Persönlich wäre ich nicht gegen das Prinzip einer öffentlichen Krankenkasse – aber logischerweise nicht für eine Einheitskrankenkasse – welche für mehr Konkurrenz sorgen und damit mässigend auf die Kostenspirale einwirken würde. Aber ich befürchte, dass das auf unlösbare Probleme stossen würde. Wie bereits ausgeführt: Die Prämiensteigerungen sind nicht Selbstzweck, sondern dienen dazu, die Kosten zu decken. Somit sehe ich kaum eine öffentliche Kasse, die in diesem Sinne agiert – es sei denn, man finanziere sie substanziell mit öffentlichen Mitteln – was der Linken wahrscheinlich gefallen würde, aber nicht in Frage käme. Wir hatten früher schon eine öffentliche Krankenkasse mit ähnlicher Zwecksetzung: Die interkommunale Krankenkasse. Aber sie überstand den Konkurrenzkampf nicht. Ich denke wegen der Kostensteigerung für die Leistungen, die – wenn auch weniger virulent als heute mit dem überrissenen Forderungskatalog des Krankenversicherungsgesetzes – schon damals spürbar war. Eine markante Prämienerhöhung hätte für sie dazu geführt, dass sie die kritische Masse verloren hätte, um wirtschaftlich wettbewerbsfähig zu bleiben. Die Katze hätte sich in den Schwanz gebissen, deshalb wurde das Projekt beerdigt.

 

Tatsache ist, dass die Versicherungsgesellschaften – unter Mithilfe jener Bundesbehörde, welche ihnen heute weiterhin die Verantwortung für unser Gesundheitswesen überträgt – nicht viel unternommen haben, um sich als verdienstvolle und vertrauenswürdige Institutionen hinzustellen, und sei es auch nur wegen ihrer jahrelangen exzessiv verlangten Prämien und deren Rückzahlung. Ich habe viele Stimmen gehört und deren Kommentare in Internet-Blogs gelesen, in welchem sie ihren Ärger ausdrückten und sagten: „Ich stimme mit JA für die öffentliche Krankenkasse, weil es sich um eine Räuberbande handelt, sie haben uns jahrelang ausgeraubt und weigern sich, ihr zu Unrecht Erworbenes zurückzugeben…“ und weiteren Unsinn ähnlichen Typs.

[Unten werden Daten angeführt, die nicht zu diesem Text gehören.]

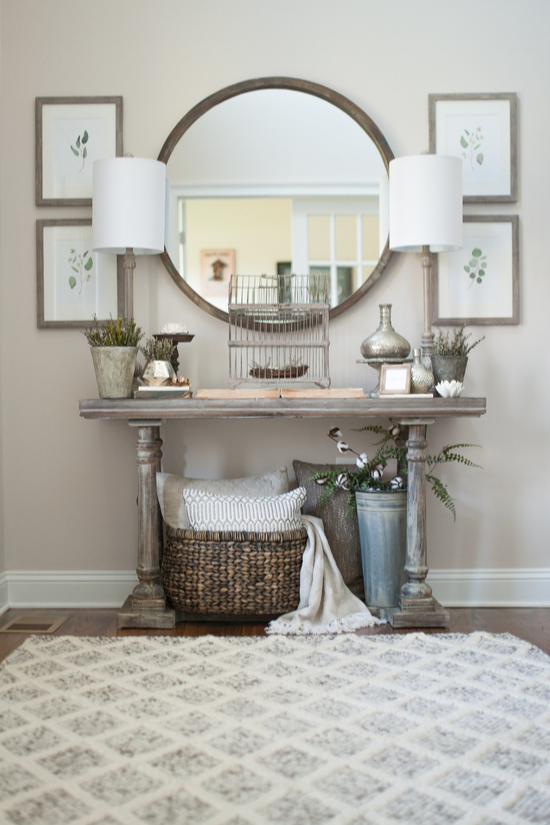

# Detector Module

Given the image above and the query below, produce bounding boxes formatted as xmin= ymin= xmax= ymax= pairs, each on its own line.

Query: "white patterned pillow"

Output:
xmin=157 ymin=467 xmax=290 ymax=530
xmin=183 ymin=487 xmax=306 ymax=533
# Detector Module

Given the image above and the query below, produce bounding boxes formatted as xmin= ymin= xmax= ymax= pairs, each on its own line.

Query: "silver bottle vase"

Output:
xmin=361 ymin=304 xmax=411 ymax=359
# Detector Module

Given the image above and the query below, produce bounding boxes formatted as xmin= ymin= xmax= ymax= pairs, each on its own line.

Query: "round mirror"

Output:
xmin=158 ymin=77 xmax=393 ymax=321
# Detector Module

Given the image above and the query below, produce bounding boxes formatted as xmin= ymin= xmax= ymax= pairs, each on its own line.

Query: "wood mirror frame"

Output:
xmin=158 ymin=77 xmax=394 ymax=322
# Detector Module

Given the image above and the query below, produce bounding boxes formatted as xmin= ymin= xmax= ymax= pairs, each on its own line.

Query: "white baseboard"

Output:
xmin=427 ymin=567 xmax=550 ymax=607
xmin=0 ymin=568 xmax=550 ymax=615
xmin=0 ymin=573 xmax=10 ymax=616
xmin=6 ymin=570 xmax=139 ymax=608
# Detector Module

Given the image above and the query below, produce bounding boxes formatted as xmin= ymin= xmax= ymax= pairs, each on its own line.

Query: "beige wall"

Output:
xmin=185 ymin=198 xmax=292 ymax=290
xmin=0 ymin=0 xmax=550 ymax=570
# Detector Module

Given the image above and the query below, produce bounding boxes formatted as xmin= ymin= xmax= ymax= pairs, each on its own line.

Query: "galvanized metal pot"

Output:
xmin=432 ymin=355 xmax=468 ymax=395
xmin=90 ymin=347 xmax=138 ymax=398
xmin=355 ymin=490 xmax=407 ymax=607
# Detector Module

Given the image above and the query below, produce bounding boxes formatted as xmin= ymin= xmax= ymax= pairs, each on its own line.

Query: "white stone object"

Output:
xmin=161 ymin=324 xmax=189 ymax=335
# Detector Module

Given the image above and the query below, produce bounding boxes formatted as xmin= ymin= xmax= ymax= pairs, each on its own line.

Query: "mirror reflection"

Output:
xmin=167 ymin=89 xmax=387 ymax=311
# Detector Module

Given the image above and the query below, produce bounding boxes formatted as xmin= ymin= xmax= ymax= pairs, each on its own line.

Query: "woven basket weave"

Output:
xmin=162 ymin=527 xmax=307 ymax=616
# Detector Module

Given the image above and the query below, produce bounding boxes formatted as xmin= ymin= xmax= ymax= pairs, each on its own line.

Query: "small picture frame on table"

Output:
xmin=432 ymin=215 xmax=519 ymax=326
xmin=35 ymin=97 xmax=122 ymax=206
xmin=428 ymin=92 xmax=518 ymax=203
xmin=378 ymin=364 xmax=411 ymax=395
xmin=36 ymin=218 xmax=124 ymax=329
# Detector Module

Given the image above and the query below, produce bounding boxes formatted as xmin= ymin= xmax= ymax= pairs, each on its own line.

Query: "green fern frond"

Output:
xmin=439 ymin=453 xmax=483 ymax=470
xmin=426 ymin=475 xmax=456 ymax=521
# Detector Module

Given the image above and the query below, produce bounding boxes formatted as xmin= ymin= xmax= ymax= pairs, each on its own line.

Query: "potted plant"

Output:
xmin=140 ymin=338 xmax=176 ymax=387
xmin=432 ymin=326 xmax=485 ymax=395
xmin=84 ymin=315 xmax=143 ymax=398
xmin=314 ymin=425 xmax=479 ymax=609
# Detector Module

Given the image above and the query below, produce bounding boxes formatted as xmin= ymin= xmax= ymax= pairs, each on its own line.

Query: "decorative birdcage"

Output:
xmin=229 ymin=274 xmax=330 ymax=387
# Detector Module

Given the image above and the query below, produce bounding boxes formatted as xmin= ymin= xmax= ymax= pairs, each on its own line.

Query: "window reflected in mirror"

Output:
xmin=167 ymin=89 xmax=386 ymax=311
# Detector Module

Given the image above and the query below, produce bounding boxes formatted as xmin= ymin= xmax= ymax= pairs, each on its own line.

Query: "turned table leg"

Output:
xmin=388 ymin=421 xmax=450 ymax=628
xmin=117 ymin=421 xmax=175 ymax=628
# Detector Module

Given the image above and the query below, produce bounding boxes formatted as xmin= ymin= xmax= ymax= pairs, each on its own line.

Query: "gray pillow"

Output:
xmin=157 ymin=467 xmax=290 ymax=530
xmin=292 ymin=461 xmax=365 ymax=601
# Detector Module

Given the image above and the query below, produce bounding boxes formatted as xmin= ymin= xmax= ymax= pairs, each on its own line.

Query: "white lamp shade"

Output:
xmin=390 ymin=155 xmax=462 ymax=252
xmin=92 ymin=158 xmax=166 ymax=255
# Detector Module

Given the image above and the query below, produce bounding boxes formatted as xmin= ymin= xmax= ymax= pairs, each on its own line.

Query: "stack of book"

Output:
xmin=134 ymin=384 xmax=192 ymax=401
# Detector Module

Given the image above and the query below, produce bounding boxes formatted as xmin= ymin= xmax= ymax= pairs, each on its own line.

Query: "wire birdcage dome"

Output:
xmin=229 ymin=273 xmax=330 ymax=388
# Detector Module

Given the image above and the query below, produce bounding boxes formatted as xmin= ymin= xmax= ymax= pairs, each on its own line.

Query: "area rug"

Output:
xmin=0 ymin=633 xmax=550 ymax=825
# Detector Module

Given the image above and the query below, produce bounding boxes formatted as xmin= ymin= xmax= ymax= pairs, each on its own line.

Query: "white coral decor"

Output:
xmin=435 ymin=381 xmax=464 ymax=398
xmin=161 ymin=324 xmax=189 ymax=335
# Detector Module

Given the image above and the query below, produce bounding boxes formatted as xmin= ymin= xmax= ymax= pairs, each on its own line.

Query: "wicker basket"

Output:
xmin=162 ymin=527 xmax=307 ymax=616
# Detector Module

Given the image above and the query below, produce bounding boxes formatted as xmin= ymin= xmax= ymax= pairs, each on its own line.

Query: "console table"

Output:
xmin=80 ymin=395 xmax=486 ymax=628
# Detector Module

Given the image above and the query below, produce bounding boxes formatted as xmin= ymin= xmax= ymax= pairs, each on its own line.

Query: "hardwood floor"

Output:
xmin=0 ymin=607 xmax=550 ymax=661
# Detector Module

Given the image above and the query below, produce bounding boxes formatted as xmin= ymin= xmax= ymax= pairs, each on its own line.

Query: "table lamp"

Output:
xmin=389 ymin=154 xmax=462 ymax=360
xmin=92 ymin=156 xmax=166 ymax=318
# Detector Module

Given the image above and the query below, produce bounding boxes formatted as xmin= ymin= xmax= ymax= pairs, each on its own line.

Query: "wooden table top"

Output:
xmin=79 ymin=395 xmax=487 ymax=421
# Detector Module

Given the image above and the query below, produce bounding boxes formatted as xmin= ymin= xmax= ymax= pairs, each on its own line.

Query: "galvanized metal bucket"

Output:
xmin=90 ymin=347 xmax=138 ymax=398
xmin=355 ymin=490 xmax=407 ymax=607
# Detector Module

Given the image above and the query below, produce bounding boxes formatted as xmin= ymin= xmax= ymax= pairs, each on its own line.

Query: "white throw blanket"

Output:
xmin=267 ymin=516 xmax=386 ymax=635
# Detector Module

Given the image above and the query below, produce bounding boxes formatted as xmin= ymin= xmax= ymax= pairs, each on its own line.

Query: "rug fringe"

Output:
xmin=265 ymin=613 xmax=387 ymax=636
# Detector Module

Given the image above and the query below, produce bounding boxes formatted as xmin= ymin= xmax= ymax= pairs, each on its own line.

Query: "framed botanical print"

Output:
xmin=36 ymin=218 xmax=124 ymax=329
xmin=428 ymin=92 xmax=518 ymax=203
xmin=201 ymin=249 xmax=235 ymax=297
xmin=432 ymin=215 xmax=519 ymax=326
xmin=35 ymin=97 xmax=122 ymax=206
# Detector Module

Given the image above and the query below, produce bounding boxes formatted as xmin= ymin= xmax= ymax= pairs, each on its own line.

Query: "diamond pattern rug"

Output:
xmin=0 ymin=633 xmax=550 ymax=825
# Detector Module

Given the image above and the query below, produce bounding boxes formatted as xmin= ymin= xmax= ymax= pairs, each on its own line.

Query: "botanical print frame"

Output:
xmin=35 ymin=97 xmax=122 ymax=206
xmin=432 ymin=215 xmax=519 ymax=326
xmin=428 ymin=92 xmax=518 ymax=203
xmin=36 ymin=218 xmax=124 ymax=329
xmin=201 ymin=249 xmax=235 ymax=298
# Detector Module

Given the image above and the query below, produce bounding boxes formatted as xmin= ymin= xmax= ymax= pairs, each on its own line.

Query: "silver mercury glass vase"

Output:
xmin=411 ymin=349 xmax=434 ymax=393
xmin=361 ymin=304 xmax=411 ymax=360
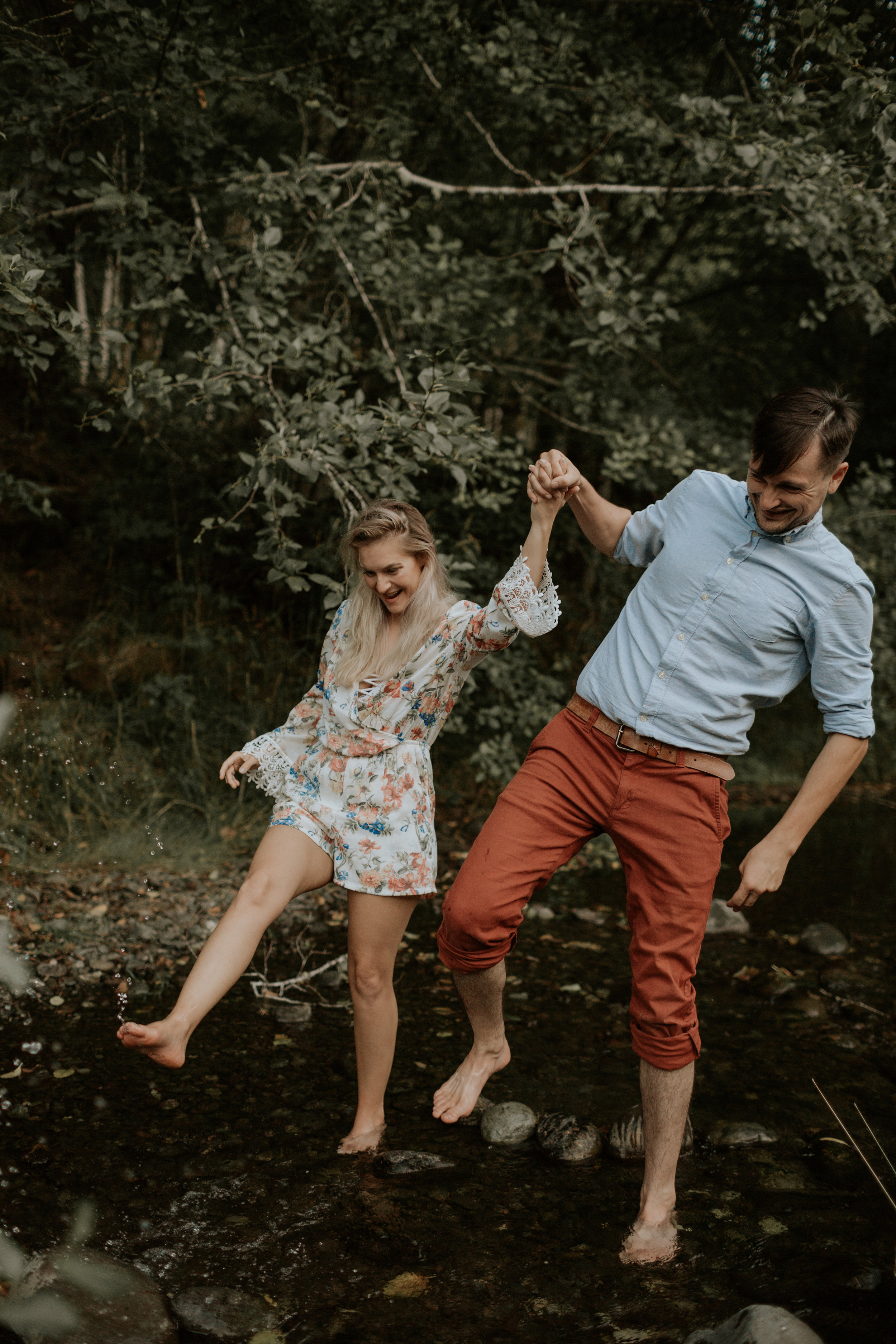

Und wie kann man damit nicht einverstanden sein, zumindest mit dem geäusserten Misstrauen, wenn nicht auch mit der Art, es zu vermitteln ?

 

Aber aufgepasst auf das so genannte „Bauchgefühl“, mit welchem wir riskieren, eine Situation beträchtlich zu verschlechtern, die – obschon weit davon entfernt, perfekt zu sein – unser Krankenversicherungssystem im internationalen Vergleich einen Spitzenplatz einnehmen lässt.

 

Abgesehen von den Protesten in der italienischen Presse gegen den Slogan „Nein zu einem Gesundheitswesen à l’italienne“ ist das italienische Beispiel des Krankenkassensystems für alle augenscheinlich. Zwar verfügt Italien über ein hochstehendes Medizinalwesen, aber wenn Sie sich der Illusion preisgeben, davon mit der Bezahlung Ihrer Krankenkassenprämie profitieren zu können, dann fragen Sie wohl besser gleich nach dem Einsatz der Sterbehilfe „Exit“. 

 

Ein einziges Beispiel, das aus einem Blog von „IlGiornale.it“ stammt: „Kürzlich benötigte ich für meine Schulter eine Magnetresonanz-Untersuchung. Ich habe den dafür vorgesehenen administrativen Weg eingeschlagen. Bei der Voranmeldung wurde mir gesagt, dass die Wartezeit…8 Monate betrage !!! Demselben Institut habe ich sodann offeriert, die Behandlung gleich in bar zu bezahlen und sie haben mir geantwortet‚ dann können Sie morgen kommen’“.  Braucht es mehr als das  zur Erklärung ?

 

 

Am 28. September also ein NEIN zur öffentlichen (Einheits-) Krankenkasse.